Although headquartered in Orlando, Fla., the Health-ISAC has 835 members in 100 countries, including 10 in Canada. Members include hospitals, clinics, insurance companies, pharmaceutical companies, medical device manufacturers, and electronic health software providers.

Health-ISAC charges membership fees based on revenue. For example, organizations that have under US$100 million revenue pay US$2,400 a year for access to threat intelligence.

Last year, it provided 39 targeted alerts to specific Health-ISAC member organizations to help teams mitigate potentially exploited vulnerabilities. It also delivered eight targeted alerts to member organizations where threat actors had already installed an implant using the Cisco IOS XE vulnerability.

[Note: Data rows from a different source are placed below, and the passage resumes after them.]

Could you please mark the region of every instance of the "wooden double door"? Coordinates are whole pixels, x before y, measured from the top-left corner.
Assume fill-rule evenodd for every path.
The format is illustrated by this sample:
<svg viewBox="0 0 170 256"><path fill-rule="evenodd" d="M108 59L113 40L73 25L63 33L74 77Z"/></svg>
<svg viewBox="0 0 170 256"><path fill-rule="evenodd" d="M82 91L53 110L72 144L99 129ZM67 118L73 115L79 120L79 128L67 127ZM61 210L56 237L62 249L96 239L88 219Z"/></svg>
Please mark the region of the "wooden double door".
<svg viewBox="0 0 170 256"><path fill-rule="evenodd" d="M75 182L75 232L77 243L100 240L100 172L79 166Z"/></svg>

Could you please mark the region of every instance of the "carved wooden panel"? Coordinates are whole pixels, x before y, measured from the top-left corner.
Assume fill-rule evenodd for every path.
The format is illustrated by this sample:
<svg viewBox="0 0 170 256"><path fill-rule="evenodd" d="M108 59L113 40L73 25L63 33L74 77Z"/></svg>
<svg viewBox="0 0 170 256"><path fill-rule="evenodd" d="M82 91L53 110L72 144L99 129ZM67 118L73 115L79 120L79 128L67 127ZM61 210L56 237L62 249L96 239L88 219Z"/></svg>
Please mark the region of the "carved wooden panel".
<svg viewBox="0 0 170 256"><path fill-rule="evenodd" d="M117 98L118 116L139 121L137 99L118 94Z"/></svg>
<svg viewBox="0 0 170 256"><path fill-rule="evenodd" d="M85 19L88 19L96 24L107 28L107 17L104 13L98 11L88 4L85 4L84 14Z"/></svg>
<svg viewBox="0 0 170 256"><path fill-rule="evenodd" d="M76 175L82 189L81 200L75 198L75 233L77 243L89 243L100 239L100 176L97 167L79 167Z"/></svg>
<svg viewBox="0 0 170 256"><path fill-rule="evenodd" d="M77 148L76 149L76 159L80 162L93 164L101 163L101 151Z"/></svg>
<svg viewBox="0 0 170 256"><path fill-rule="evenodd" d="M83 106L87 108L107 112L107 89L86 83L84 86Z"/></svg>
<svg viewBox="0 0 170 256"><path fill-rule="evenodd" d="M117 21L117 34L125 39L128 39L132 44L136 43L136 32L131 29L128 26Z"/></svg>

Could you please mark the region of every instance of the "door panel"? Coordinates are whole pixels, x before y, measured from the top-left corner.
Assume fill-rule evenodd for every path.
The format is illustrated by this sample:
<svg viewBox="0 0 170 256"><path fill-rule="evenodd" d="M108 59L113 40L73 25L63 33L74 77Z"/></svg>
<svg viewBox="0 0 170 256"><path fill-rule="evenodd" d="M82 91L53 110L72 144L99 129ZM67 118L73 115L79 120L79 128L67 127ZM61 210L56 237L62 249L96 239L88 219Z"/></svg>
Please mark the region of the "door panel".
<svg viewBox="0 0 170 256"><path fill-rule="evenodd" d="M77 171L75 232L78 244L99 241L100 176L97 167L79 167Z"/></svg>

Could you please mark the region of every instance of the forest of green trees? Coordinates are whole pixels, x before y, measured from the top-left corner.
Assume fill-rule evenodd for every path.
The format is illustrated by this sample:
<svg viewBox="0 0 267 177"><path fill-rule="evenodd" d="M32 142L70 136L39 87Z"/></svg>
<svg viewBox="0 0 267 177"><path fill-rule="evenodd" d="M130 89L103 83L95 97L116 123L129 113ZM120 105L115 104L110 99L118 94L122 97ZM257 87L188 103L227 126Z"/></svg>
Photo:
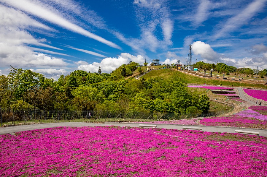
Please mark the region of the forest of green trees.
<svg viewBox="0 0 267 177"><path fill-rule="evenodd" d="M257 70L255 69L252 69L249 68L237 68L232 66L228 66L223 63L218 63L217 65L214 63L206 63L202 61L198 61L193 65L194 68L199 68L207 70L210 70L213 69L213 71L217 71L220 73L225 73L226 74L230 73L235 73L236 74L244 74L253 76L257 74ZM267 75L267 69L258 71L258 75L262 78Z"/></svg>
<svg viewBox="0 0 267 177"><path fill-rule="evenodd" d="M111 74L77 70L57 81L29 70L11 67L0 76L0 107L16 110L93 110L206 113L209 98L190 91L177 78L125 79L138 64L123 65ZM123 69L124 68L124 69ZM124 72L125 73L125 74Z"/></svg>

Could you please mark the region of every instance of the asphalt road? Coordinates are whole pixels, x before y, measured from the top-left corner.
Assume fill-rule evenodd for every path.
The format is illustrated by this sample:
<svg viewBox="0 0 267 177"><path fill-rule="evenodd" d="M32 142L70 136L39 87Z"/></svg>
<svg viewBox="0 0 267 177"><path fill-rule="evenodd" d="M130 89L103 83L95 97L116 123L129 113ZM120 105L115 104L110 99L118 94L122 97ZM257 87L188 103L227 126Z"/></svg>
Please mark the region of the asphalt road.
<svg viewBox="0 0 267 177"><path fill-rule="evenodd" d="M182 129L183 126L188 126L194 127L201 127L202 131L210 132L220 132L226 133L235 133L236 130L244 130L259 132L259 135L267 137L267 130L247 128L238 128L229 127L210 126L196 126L192 125L177 125L166 124L142 124L135 123L109 123L103 124L96 124L86 122L62 122L48 124L41 124L32 125L26 125L13 126L2 127L0 128L0 134L15 133L28 130L31 130L46 128L55 127L60 126L69 126L79 127L82 126L111 126L114 125L119 126L128 126L139 127L139 124L157 125L157 128L160 129L173 129L177 130ZM255 135L255 136L257 136Z"/></svg>
<svg viewBox="0 0 267 177"><path fill-rule="evenodd" d="M240 87L238 87L237 88L238 90L238 91L239 92L239 97L240 97L241 99L243 100L244 100L248 103L251 103L254 105L257 105L255 103L252 101L251 101L246 98L246 97L245 96L245 95L244 95L244 91L243 90L243 89Z"/></svg>

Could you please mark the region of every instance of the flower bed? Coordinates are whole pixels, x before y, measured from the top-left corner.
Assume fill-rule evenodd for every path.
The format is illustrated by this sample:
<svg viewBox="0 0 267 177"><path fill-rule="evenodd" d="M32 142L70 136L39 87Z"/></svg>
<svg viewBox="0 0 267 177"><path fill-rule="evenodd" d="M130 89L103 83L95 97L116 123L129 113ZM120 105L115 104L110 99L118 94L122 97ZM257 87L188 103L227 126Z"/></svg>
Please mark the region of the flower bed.
<svg viewBox="0 0 267 177"><path fill-rule="evenodd" d="M267 116L263 115L252 110L246 109L237 113L234 116L239 117L255 118L263 121L267 121Z"/></svg>
<svg viewBox="0 0 267 177"><path fill-rule="evenodd" d="M229 117L205 117L200 123L204 125L267 129L267 121L254 118L232 115Z"/></svg>
<svg viewBox="0 0 267 177"><path fill-rule="evenodd" d="M267 101L267 91L247 89L243 90L244 91L249 95L257 99Z"/></svg>
<svg viewBox="0 0 267 177"><path fill-rule="evenodd" d="M134 129L209 142L267 144L266 138L237 134ZM267 170L266 149L125 128L52 128L15 135L0 135L0 176L258 177L266 176Z"/></svg>
<svg viewBox="0 0 267 177"><path fill-rule="evenodd" d="M231 98L231 99L233 100L235 100L236 101L240 101L240 102L242 102L242 103L247 103L246 101L244 100L242 100L241 98Z"/></svg>
<svg viewBox="0 0 267 177"><path fill-rule="evenodd" d="M263 115L267 116L267 106L252 106L250 107L249 107L248 108L252 110Z"/></svg>
<svg viewBox="0 0 267 177"><path fill-rule="evenodd" d="M213 86L200 86L198 85L188 85L187 86L188 87L196 87L204 88L210 89L211 90L229 90L232 89L231 88L227 87L216 87Z"/></svg>
<svg viewBox="0 0 267 177"><path fill-rule="evenodd" d="M180 120L173 120L170 121L153 121L152 122L139 122L139 123L146 123L157 124L175 124L177 125L199 125L195 122L195 121L199 119L199 118L193 118L187 119Z"/></svg>
<svg viewBox="0 0 267 177"><path fill-rule="evenodd" d="M236 96L236 94L235 93L220 93L220 94L217 94L216 95L224 95L224 96Z"/></svg>

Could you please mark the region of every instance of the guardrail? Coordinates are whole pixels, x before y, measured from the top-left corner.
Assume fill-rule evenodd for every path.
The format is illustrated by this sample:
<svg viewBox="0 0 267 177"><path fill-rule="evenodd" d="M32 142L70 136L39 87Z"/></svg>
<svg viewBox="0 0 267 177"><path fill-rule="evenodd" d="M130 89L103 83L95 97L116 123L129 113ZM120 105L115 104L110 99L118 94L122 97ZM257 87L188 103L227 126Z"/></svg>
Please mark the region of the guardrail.
<svg viewBox="0 0 267 177"><path fill-rule="evenodd" d="M245 131L244 130L236 130L235 132L236 133L246 133L247 134L253 134L257 135L258 136L260 136L260 132L257 132L256 131Z"/></svg>

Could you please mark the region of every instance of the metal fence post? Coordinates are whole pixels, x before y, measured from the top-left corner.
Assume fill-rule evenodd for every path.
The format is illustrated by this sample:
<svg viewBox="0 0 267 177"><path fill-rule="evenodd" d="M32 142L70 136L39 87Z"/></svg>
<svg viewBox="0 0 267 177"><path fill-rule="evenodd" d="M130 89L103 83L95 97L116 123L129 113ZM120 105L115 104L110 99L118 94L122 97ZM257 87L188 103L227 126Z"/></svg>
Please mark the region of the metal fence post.
<svg viewBox="0 0 267 177"><path fill-rule="evenodd" d="M1 126L3 126L3 123L2 122L2 109L0 108L0 114L1 114Z"/></svg>

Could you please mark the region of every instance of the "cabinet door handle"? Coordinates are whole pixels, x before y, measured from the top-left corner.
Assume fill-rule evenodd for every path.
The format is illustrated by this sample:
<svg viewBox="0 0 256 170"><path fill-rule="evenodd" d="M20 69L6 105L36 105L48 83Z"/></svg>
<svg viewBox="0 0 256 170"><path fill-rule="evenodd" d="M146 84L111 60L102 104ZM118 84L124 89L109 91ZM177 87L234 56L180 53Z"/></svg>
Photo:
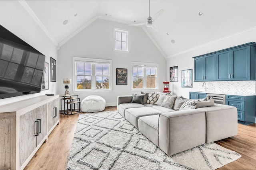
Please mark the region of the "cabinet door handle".
<svg viewBox="0 0 256 170"><path fill-rule="evenodd" d="M53 109L54 109L54 115L53 117L57 117L57 107L53 107Z"/></svg>
<svg viewBox="0 0 256 170"><path fill-rule="evenodd" d="M39 127L39 127L39 131L38 132L38 134L39 133L41 133L41 119L38 119L37 120L38 120L39 121Z"/></svg>
<svg viewBox="0 0 256 170"><path fill-rule="evenodd" d="M38 121L38 119L37 119L37 120L36 120L36 121L35 121L35 123L36 122L37 123L37 131L36 131L36 135L35 135L35 136L38 136L39 135L39 121Z"/></svg>
<svg viewBox="0 0 256 170"><path fill-rule="evenodd" d="M231 104L231 106L238 106L238 104Z"/></svg>

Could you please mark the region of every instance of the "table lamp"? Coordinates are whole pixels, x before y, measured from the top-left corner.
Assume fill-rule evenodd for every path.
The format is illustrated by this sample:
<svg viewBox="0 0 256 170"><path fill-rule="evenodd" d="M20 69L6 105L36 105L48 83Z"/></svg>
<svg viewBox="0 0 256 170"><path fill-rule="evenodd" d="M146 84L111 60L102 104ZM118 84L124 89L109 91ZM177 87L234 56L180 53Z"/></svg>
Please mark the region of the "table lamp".
<svg viewBox="0 0 256 170"><path fill-rule="evenodd" d="M68 78L63 78L63 84L66 84L65 86L65 88L66 88L66 91L65 91L65 95L68 95L69 94L68 93L68 89L69 88L69 86L68 84L71 84L71 79L69 79Z"/></svg>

Hospitals and clinics hold sensitive data of patients, which may put pressure on them to cave to ransom demands. And for-profit hospitals might seem to be logical targets in particular, because they would be seen as able to pay to get access back to encrypted and stolen data.

However, Weiss believes most ransomware attacks are opportunistic: Attackers exploit any opening at any organization they find. “I call it a shotgun method: They’re not aiming at anyone, they’re just casting a wide net.”

“They don’t even realize, when they obtain access to a victim’s network, what they have a foothold in,” he said.

However, once inside and when they realize what the victim organization is, gangs don’t hold back on their pressure tactics. “We have seen threats to release information including psychiatric care notes, even images of cancer patients, before and after pictures of surgeries — really horrific stuff,” Weiss said.

Asked why cybersecurity isn’t more of a priority in the sector, Weiss said that in the past several years, the rapid rise of ransomware is causing organizations to act. “We’re starting to see more discussion around what represents good minimum cyber hygiene, for example, when it comes to securing environments.”

Historically in the U.S., he said, healthcare institutions were focused on being compliant with privacy regulations. That has left “a large gaping security hole that an adversary could take advantage of.”

One recent aid: In January, the U.S. Department of Health and Human Services published Cybersecurity Performance Goals for the public health sector to follow.

The biggest mistakes organizations make are: not backing up data regularly, not patching vulnerabilities fast enough, and not implementing multifactor authentication to protect logins, Weiss said.

Asked why healthcare organizations aren’t doing those basics, he said it comes back to a lack of financial and human resources.

To move in the right direction, organizations sometimes have to decide between buying medical or IT equipment, he said. But they also have to realize that cybersecurity risks are “huge.”

“There’s going to have to be some hard decisions made when it comes to budgets,” he said. Government tax breaks for purchases and training IT staff will help, he added.

If things continue as they are, “we’ll continue to read about organizations becoming victims of the next cybercriminal organization,” he said. “The malware we’re getting is getting more sophisticated. Bad guys are constantly evolving their tactics to beat the system, and if organizations aren’t addressing that, there will be an impact.”